Pavón señaló que estamos ante una aplicación pura de la “realpolitik” (política exterior o nacional basada en consideraciones prácticas y pragmáticas, como el poder, la economía y los intereses nacionales), donde el poder no se comparte, se ocupa. El trasfondo revela una compleja red de intereses que van desde el control de la reserva de crudo más grande del mundo hasta una guerra cultural “por el alma de Occidente”.
El argumento central de la administración Trump es la protección de su área de influencia inmediata. Pavón explica que el concepto de «América para los americanos» ha evolucionado. Ya no se trata solo de territorio, sino de la defensa de la hegemonía del dólar y la seguridad energética.
Donald Trump ha sido explícito: la infraestructura petrolera venezolana fue construida y pagada por empresas estadounidenses antes de ser expropiada por el chavismo. El plan actual no es solo extraer el recurso, sino reinstalar a las operadoras norteamericanas para revitalizar una industria hoy en ruinas, asegurando que el flujo de capital responda a los intereses de Washington y no termine financiando ejes opuestos en Moscú o Pekín.
CHINA E IRÁN: LA “AMENAZA EXTRACONTINENTAL”
El análisis destaca que Venezuela se había convertido en la puerta de entrada para los mayores rivales estratégicos de EE.UU. China ha extendido su influencia financiera y militar en Sudamérica de manera silenciosa pero constante. Por otro lado, la presencia de Irán y grupos como Hezbolá en suelo venezolano representaba un enclave de «narcoterrorismo» a escasa distancia de las costas estadounidenses.
Para Washington, permitir que estas potencias establecieran bases operativas o militares en el Caribe era “inadmisible”. La captura de Maduro funciona, por tanto, como un mensaje de advertencia hacia el bloque de los BRICS y otros actores que buscan desplazar la influencia norteamericana en la región.
EL DEBATE SOBRE LA LEGALIDAD Y LA «AUTORIDAD DE LA DEA»
Uno de los puntos más polémicos de la entrevista fue la legalidad de entrar a una residencia presidencial extranjero para arrestar a un mandatario. El Dr. Pavón sostiene que, aunque la Carta de las Naciones Unidas defiende la autodeterminación, Estados Unidos utiliza su propia legislación de Seguridad Nacional —avalada por tratados internacionales contra el crimen organizado— para actuar.
Al declarar a Maduro como un actor del narcoterrorismo, el Ejecutivo estadounidense no necesita una declaración de guerra del Congreso; la acción recae bajo la jurisdicción de la DEA. «El poder que no se ejerce, lo ocupa otro», afirma Pavón, justificando la acción ante la ineficacia de organismos como la OEA o la ONU, que durante 25 años no lograron resolver la crisis venezolana por vías diplomáticas.
MADURO EN NUEVA YORK Y EL FUTURO DE LA ADMINISTRACIÓN VENEZOLANA
Con Maduro recluido en una prisión de alta seguridad en Nueva York (la misma que albergó a figuras como Juan Ángel Napout), la estructura de mando en Caracas ha cambiado. Aunque legalmente Maduro no ha dejado de ser presidente, su incapacidad de ejercer el cargo ha activado un relevo constitucional «encargado» en la figura de Delcy Rodríguez.
Sin embargo, el Dr.
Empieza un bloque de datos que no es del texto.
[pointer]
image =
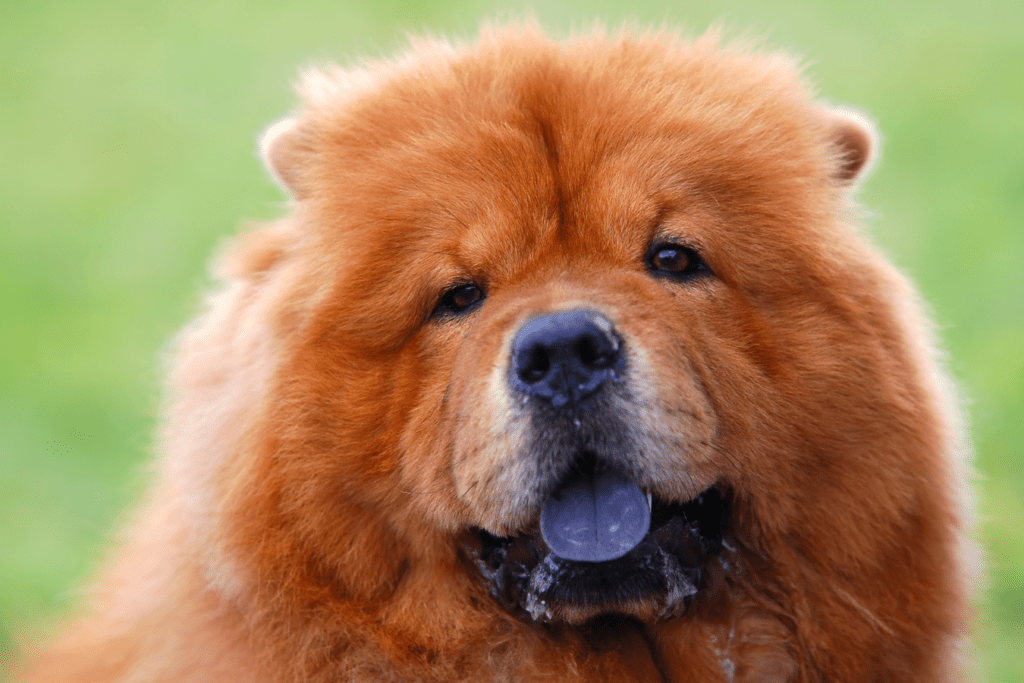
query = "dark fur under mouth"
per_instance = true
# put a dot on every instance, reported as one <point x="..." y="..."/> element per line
<point x="658" y="579"/>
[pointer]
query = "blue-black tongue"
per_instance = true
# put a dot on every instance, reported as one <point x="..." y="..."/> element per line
<point x="595" y="517"/>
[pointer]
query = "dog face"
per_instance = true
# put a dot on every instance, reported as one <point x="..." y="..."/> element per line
<point x="615" y="282"/>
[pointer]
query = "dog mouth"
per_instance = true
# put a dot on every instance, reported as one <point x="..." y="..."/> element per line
<point x="604" y="546"/>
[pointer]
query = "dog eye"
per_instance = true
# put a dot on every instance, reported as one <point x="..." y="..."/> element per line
<point x="675" y="260"/>
<point x="459" y="298"/>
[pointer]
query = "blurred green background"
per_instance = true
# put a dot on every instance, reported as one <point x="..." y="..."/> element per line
<point x="127" y="151"/>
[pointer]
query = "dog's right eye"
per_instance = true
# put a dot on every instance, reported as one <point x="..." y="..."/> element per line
<point x="460" y="298"/>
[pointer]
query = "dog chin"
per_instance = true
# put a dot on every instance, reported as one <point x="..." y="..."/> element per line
<point x="656" y="580"/>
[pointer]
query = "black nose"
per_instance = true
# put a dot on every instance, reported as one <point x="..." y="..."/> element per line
<point x="565" y="356"/>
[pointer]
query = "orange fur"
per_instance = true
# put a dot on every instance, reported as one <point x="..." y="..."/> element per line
<point x="328" y="441"/>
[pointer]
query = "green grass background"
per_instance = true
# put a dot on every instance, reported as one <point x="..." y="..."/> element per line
<point x="127" y="150"/>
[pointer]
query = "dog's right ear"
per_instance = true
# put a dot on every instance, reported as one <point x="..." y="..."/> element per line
<point x="285" y="147"/>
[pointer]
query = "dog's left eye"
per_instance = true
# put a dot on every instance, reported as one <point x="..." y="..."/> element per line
<point x="460" y="298"/>
<point x="675" y="260"/>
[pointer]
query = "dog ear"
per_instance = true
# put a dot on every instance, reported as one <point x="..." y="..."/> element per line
<point x="855" y="141"/>
<point x="285" y="147"/>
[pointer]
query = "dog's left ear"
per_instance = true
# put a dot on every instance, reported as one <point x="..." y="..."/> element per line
<point x="855" y="141"/>
<point x="285" y="147"/>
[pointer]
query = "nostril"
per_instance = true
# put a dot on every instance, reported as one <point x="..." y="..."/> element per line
<point x="534" y="365"/>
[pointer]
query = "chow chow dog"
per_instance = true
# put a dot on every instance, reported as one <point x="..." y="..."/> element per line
<point x="567" y="363"/>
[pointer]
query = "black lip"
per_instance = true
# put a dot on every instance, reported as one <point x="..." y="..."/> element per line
<point x="667" y="567"/>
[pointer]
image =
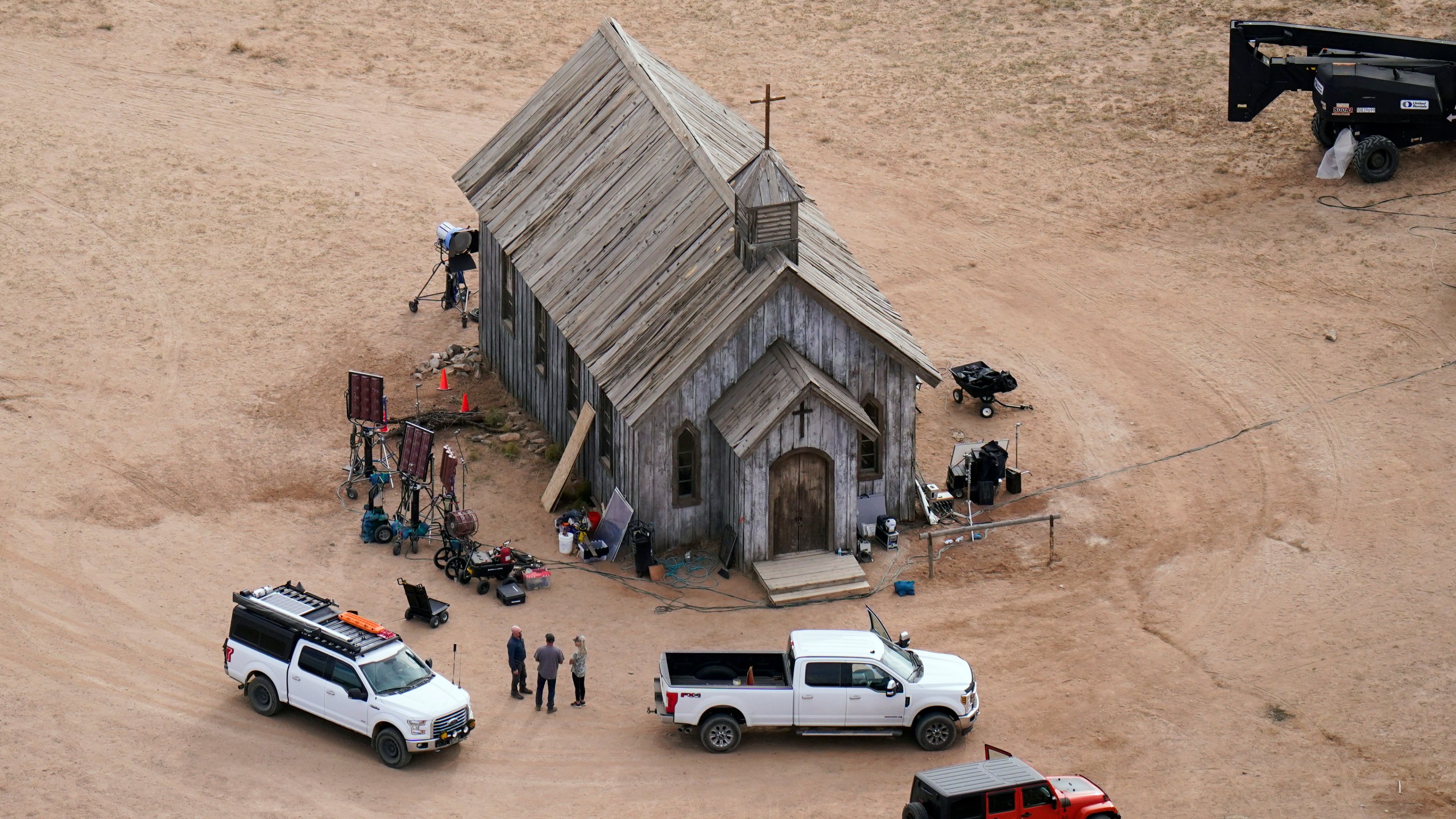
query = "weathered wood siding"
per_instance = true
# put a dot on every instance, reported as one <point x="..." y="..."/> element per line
<point x="826" y="340"/>
<point x="544" y="398"/>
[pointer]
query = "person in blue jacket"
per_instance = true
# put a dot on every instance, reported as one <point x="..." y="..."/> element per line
<point x="516" y="655"/>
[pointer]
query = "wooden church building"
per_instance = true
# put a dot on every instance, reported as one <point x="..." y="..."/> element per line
<point x="646" y="253"/>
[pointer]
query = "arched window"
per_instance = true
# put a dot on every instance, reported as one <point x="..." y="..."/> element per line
<point x="686" y="465"/>
<point x="870" y="451"/>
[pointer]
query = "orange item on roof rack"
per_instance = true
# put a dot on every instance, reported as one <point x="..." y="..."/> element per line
<point x="360" y="623"/>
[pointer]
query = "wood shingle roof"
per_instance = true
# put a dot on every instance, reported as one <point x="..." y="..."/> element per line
<point x="609" y="191"/>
Pavón advierte que el proceso judicial en EE.UU. será riguroso. Curiosamente, menciona que cargos como el del “Cartel de los Soles” podrían no sostenerse jurídicamente por falta de pruebas directas contra Maduro, aunque su vinculación con redes de narcotráfico sea un secreto a voces en la inteligencia militar. El verdadero poder detrás del régimen, señala, sigue siendo Diosdado Cabello, cuya posición ahora es incierta.
UNA GUERRA ESPIRITUAL Y CULTURAL
Finalmente, el análisis trasciende lo político para entrar en lo ideológico. Se describe al gobierno de Trump no solo como un actor económico, sino como el último bastión contra la “agenda globalista” y la “cultura woke”, fomentado fuertemente durante la administración anterior de Joe Biden.
La intervención en Venezuela se presenta, bajo esta óptica, como una defensa de los valores judeocristianos de Occidente frente a modelos colectivistas o teocráticos que amenazan la libertad de expresión y la propiedad privada en todo el continente.